La lapidation ou la barbarie participative

4 septembre 2010


 
La mort par lapidation est un supplice auquel recourent les pays où la Charia a force de loi : l’Afghanistan, l’Arabie saoudite, les Émirats arabes unis, l’Iran, le Nigeria, le Pakistan, le Soudan et le Yémen. Des cas de lapidation ont aussi été signalés au Kurdistan irakien et au Népal (commis par la guérilla maoïste). C’est le seul mode d’exécution par torture encore employé au XXIe siècle.

Le Coran ne mentionne la lapidation dans aucun de ses textes. Par contre, la loi islamique — c’est-à-dire la Charia — cite la lapidation comme peine de mort dans les cas d’adultère commis par une personne mariée ayant eu un rapport sexuel hors mariage avec pénétration si et seulement si quatre témoins ont clairement vu la pénétration. À moins d’une orgie, peu fréquente dans les pays musulmans, il est impossible que des rapports sexuels avec pénétration aient été vus par quatre personnes. On s’étonne donc que des personnes soient condamnées à être exécutées de cette manière.

En réalité, les pays qui pratiquent la lapidation sont souvent des pays qui pratiquent aussi la torture : rappelez-vous de la photographe canadienne Zahra Kazemi violée et battue à mort lors de son interrogatoire dans une prison iranienne. Dans le cas d’une personne accusée d’adultère, ses aveux — spontanés ou obtenus sous la torture — suffisent alors à la faire condamner.

De plus, les pays qui pratiquent la lapidation ne sont pas des États de droit. Par exemple, l’Arabie saoudite est une dictature obscurantiste où les tribunaux ne sont pas liés de respecter scrupuleusement les règles de droit écrites. Si les autorités saoudiennes veulent la condamnation de qui que ce soit, cette personne sera condamnée sans qu’elle ait la moindre chance de se prévaloir des dispositions du droit en sa faveur.

Comment se fait la lapidation ?

Lorsque le tout se fait formellement, on creuse d’abord une fosse suffisamment profonde pour que la personne condamnée puisse y être ensablée presque jusqu’au niveau des épaules. Les fossoyeurs se guident sur leur propre taille pour juger s’il ont suffisamment creusé. Puis la personne condamnée revêt un linceul et est ensablée.

La lapidation est publique. Les articles 102 et 104 du Code pénal iranien définissent les conditions de la lapidation : « Les pierres utilisées pour infliger la mort par lapidation ne devront pas être grosses au point que le condamné meure après en avoir reçu une ou deux. Elles ne devront pas non plus être si petites qu’on ne puisse leur donner le nom de pierre. La taille moyenne est choisie généralement afin de faire expier la faute par la souffrance ».

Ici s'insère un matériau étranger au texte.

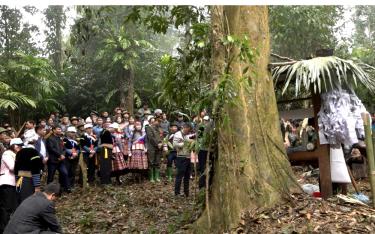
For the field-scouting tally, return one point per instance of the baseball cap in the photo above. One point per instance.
(16, 141)
(87, 126)
(114, 125)
(71, 129)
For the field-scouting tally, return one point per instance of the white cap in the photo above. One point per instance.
(71, 129)
(114, 125)
(149, 118)
(16, 141)
(87, 126)
(88, 120)
(158, 111)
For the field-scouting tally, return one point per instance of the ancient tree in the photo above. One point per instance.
(252, 169)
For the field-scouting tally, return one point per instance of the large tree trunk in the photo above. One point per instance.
(252, 169)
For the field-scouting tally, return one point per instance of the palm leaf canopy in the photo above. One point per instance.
(322, 74)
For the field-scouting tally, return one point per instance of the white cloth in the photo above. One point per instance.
(7, 168)
(339, 171)
(43, 150)
(29, 136)
(340, 118)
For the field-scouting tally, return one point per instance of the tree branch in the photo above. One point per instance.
(367, 66)
(282, 57)
(270, 65)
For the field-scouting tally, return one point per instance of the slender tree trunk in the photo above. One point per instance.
(58, 56)
(252, 169)
(130, 97)
(122, 87)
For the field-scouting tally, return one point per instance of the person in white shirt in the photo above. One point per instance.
(40, 144)
(30, 136)
(8, 201)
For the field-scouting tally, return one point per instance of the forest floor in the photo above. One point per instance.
(144, 207)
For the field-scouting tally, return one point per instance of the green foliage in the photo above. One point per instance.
(298, 31)
(27, 80)
(323, 74)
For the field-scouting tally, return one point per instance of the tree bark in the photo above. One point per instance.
(252, 169)
(122, 87)
(130, 97)
(58, 56)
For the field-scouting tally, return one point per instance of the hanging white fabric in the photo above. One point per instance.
(339, 171)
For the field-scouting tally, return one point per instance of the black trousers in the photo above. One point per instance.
(63, 174)
(171, 158)
(25, 190)
(90, 163)
(71, 167)
(183, 172)
(105, 165)
(8, 204)
(153, 157)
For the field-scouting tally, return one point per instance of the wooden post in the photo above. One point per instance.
(370, 154)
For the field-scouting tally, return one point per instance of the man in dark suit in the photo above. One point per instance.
(40, 145)
(36, 214)
(55, 149)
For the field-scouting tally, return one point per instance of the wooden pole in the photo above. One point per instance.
(370, 153)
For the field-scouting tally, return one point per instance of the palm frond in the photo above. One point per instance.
(110, 95)
(331, 71)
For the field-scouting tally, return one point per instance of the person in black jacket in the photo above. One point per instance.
(72, 150)
(154, 149)
(89, 145)
(27, 169)
(36, 214)
(105, 154)
(55, 148)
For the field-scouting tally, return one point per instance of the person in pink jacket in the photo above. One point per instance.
(8, 201)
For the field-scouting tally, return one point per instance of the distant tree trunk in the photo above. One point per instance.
(252, 169)
(122, 87)
(130, 97)
(58, 56)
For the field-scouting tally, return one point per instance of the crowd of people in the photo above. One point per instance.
(95, 149)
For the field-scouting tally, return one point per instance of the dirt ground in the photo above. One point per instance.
(142, 207)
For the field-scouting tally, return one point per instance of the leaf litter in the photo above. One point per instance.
(152, 208)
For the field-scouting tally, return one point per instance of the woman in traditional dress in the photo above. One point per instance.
(118, 162)
(137, 157)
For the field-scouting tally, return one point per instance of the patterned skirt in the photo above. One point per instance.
(125, 146)
(118, 163)
(138, 160)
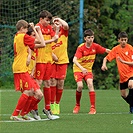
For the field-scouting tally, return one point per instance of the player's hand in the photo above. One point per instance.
(104, 68)
(31, 24)
(37, 28)
(119, 59)
(55, 38)
(84, 71)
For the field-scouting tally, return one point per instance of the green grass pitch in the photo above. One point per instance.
(112, 115)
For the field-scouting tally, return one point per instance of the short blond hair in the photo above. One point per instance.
(21, 23)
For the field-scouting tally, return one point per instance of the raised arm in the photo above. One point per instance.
(104, 67)
(84, 71)
(125, 62)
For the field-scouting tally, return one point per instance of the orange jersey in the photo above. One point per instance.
(60, 48)
(45, 54)
(125, 71)
(21, 43)
(86, 56)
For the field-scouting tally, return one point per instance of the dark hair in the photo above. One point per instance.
(30, 30)
(45, 14)
(21, 23)
(122, 34)
(88, 32)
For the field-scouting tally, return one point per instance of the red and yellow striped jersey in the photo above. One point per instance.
(125, 71)
(86, 56)
(45, 54)
(60, 48)
(21, 43)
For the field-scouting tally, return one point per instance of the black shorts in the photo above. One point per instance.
(124, 85)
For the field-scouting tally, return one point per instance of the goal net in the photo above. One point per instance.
(13, 10)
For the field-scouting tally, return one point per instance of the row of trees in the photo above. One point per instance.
(105, 17)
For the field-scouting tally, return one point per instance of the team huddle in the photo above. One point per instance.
(41, 61)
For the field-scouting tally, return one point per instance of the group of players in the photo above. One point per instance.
(41, 60)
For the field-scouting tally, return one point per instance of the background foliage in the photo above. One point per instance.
(106, 18)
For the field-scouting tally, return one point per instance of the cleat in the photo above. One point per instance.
(26, 117)
(35, 114)
(57, 108)
(76, 109)
(17, 118)
(92, 111)
(48, 113)
(131, 110)
(52, 107)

Selon le site Iran-Resist, les lapideurs doivent rester à distance d’une quinzaine de mètres de leur cible et choisir avec soin leurs pierres : les pierres coupantes sont choisies pour leurs arrêtes effilées qui provoquent les saignements les plus spectaculaires. Une pierre coupante doit de préférence être lancée au visage du condamné. Les pierres rondes nécessitent moins de précision car elles sont efficaces partout. Elles sont idéales pour briser les os et provoquer les hémorragies internes fatales.

Si la lapidation était exécutée par des bourreaux professionnels, les règles ci-dessus seraient respectées à la lettre. Toutefois, dans les faits, ce n’est pas le cas. On doit comprendre que la lapidation est une mise à mort à laquelle tous sont invités à participer. Elle ressemble très souvent à ces émeutes où les participants fracassent les vitrines de magasins aux sommets économiques du G20 sauf que dans ce cas-ci, la cible est un être vivant.

Parce qu’elle s’est opposée publiquement à la lapidation de Sakineh Mohammadi Ashtiani, l’épouse du Président de la République française a été l’objet d’une violente campagne de dénigrement de la part de la presse iranienne. Je ne veux pas répéter ici les insultes et les calomnies utilisées par le régime au pouvoir à Téhéran. Toutefois, quand vient le temps d’inciter le public à tuer une condamnée à la lapidation, cette campagne contre Mme Sarkozy donne une idée des moyens de propagande mis en oeuvre et des propos haineux qui sont utilisés afin de susciter la colère populaire.

En effet, il n’y a pas de lapidation sans haine; les autorités doivent s’assurer que les lapideurs haïssent la personne condamnée au point de vouloir contribuer eux-mêmes à sa mise à mort. Après la décision des tribunaux, la campagne de haine est donc un pré-requis à la lapidation.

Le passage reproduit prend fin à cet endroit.